Commissioned in 1969 by the English composer, Hugh Davies, who presented it at the Harrogate festival later that same year, the album’s second work, “A Summer Day at Stony Point’, draws upon multiple streams. Created with the participation of David Behrman, Shigeko Kubota and Charlotte Warren, the title is a reference to a small village in New York State where John Cage co-owned a small pseudo-commune art resort where like-minded artists gathered, and where the work began as a page of a journal that utilizes a series of sound sources recorded in that location on one beautiful day in the summer of 1968. Realized between the electronic studio at Brandeis University and Henri Pousseur’s APELAC Studio in Brussels, the work is a writhing gesture of electroacoustic composition, pulsing electronics working in and out abstract forms, to sculpt a remarkably imagistic impression of time, place, and senses through which it was conceived.

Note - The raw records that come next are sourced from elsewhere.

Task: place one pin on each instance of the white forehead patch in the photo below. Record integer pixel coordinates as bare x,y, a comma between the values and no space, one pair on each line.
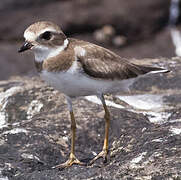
29,36
79,51
46,29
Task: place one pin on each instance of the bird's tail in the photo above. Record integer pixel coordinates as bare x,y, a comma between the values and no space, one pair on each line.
152,70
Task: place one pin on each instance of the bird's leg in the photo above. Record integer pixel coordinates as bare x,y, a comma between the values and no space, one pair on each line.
72,159
104,152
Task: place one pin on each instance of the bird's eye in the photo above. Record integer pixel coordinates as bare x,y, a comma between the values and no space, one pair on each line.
46,35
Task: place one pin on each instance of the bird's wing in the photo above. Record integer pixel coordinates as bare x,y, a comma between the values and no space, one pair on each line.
101,63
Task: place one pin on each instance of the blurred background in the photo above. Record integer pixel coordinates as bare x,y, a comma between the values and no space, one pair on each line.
131,28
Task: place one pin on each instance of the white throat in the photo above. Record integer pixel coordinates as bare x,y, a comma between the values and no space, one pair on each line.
43,52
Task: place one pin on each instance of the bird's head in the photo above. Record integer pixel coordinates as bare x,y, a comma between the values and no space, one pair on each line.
44,38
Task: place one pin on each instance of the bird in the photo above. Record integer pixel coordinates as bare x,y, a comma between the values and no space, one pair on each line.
79,68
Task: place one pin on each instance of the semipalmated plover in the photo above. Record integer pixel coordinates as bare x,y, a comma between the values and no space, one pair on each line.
79,68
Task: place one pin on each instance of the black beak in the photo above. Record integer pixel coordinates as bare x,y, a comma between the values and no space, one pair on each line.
26,46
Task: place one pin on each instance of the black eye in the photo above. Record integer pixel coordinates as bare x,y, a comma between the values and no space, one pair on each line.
46,35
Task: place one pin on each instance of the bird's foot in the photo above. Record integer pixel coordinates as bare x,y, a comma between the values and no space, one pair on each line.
102,154
72,160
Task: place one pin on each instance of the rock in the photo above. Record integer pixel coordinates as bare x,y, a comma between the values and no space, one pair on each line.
85,16
139,27
35,126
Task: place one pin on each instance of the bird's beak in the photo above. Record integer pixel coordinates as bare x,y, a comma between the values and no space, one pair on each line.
26,46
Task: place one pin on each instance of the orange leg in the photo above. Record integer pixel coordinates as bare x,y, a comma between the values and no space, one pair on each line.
72,159
104,152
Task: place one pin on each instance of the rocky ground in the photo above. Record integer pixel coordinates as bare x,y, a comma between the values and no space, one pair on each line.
135,29
145,135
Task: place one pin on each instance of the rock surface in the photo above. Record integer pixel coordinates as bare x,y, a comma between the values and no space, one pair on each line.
142,23
145,135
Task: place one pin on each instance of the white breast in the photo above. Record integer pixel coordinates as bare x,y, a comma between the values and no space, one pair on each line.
75,83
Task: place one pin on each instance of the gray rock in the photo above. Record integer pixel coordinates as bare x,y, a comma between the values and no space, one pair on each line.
35,125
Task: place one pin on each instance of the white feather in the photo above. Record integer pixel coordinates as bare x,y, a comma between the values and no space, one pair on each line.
43,52
74,83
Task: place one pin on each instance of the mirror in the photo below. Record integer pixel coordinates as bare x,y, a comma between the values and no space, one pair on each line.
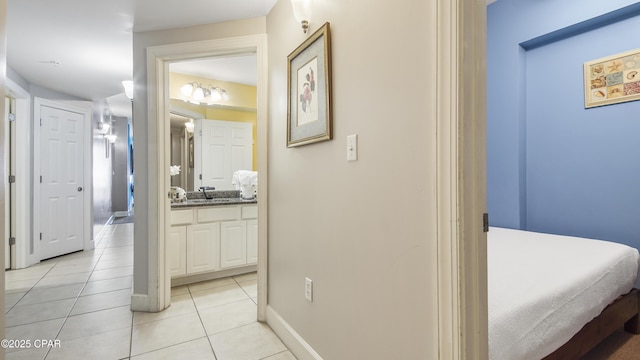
222,89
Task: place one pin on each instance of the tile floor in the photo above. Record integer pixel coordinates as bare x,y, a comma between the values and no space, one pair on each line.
83,300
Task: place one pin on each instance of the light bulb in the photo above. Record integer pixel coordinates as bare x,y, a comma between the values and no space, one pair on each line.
215,94
198,94
187,89
302,12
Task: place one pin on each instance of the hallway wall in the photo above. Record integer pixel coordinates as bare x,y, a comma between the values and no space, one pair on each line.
363,231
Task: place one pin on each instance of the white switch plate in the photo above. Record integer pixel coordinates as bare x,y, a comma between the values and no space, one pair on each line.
352,147
308,289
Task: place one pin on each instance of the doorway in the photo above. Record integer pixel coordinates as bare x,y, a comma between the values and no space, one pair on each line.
158,60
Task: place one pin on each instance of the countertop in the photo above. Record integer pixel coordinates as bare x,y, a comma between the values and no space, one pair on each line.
218,198
212,202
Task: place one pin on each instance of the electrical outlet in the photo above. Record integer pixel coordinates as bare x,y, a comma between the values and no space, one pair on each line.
308,289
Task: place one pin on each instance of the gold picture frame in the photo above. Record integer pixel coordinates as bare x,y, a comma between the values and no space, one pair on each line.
309,113
612,79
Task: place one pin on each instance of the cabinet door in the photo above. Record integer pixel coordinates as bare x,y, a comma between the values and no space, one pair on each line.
177,250
203,243
233,243
252,241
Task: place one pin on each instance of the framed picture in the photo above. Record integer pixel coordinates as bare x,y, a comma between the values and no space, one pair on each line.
309,117
612,79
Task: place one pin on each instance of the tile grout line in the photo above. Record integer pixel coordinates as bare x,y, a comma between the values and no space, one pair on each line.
78,296
202,323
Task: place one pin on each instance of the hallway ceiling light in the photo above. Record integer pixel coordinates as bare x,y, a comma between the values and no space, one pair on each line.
189,126
302,12
128,88
103,128
197,94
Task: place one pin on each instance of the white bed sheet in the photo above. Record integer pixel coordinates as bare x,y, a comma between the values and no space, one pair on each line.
544,288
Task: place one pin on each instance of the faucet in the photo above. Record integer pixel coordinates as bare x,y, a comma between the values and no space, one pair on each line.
204,191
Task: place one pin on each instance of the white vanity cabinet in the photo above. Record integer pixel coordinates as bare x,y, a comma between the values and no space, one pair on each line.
177,251
203,243
209,239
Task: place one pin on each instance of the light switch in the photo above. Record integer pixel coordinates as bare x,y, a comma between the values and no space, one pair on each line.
352,147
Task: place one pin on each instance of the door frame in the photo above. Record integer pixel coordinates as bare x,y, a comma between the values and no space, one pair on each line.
461,179
158,60
23,170
87,178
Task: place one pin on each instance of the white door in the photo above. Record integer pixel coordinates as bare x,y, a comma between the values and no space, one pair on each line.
62,189
221,148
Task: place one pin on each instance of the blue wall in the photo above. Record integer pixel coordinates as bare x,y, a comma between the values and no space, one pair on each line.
552,165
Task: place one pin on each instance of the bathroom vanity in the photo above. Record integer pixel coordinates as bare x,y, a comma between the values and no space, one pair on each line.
212,238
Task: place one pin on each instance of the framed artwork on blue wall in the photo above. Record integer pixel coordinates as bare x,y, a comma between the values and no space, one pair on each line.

Completing a beautiful cycle, the album concludes with a second soundtrack composed for the filmmaker Akiko Iimura, in this case for his 1973 film “Mon Petit Album”, which lends its name to Bekaert’s piece. Composed from a simple description of the technique of the film and its time span, it represents the lone document of the group transition, made up of Michel Herr, Bekaert, Takehisa Kosugi and Ryo Koike - the latter two both members of the Taj Mahal Travelers - encountering them joined by recordings of David Behrman on alto sax, captured in an outdoor recording at Stony Point. Almost dreamlike in nature - atmospheric, quiet, and pastoral throughout -
threads of instrumental and electronic sounds are elegantly folded into field recordings that capture outdoor, rural environs and friends speaking, whistling, and singing. From these root elements, Bekaert weaves a warm, immersive sonorous environment, which particularly when placed as a counterpoint to the album’s whole, illuminates the composer’s astounding versatility, range, and skill.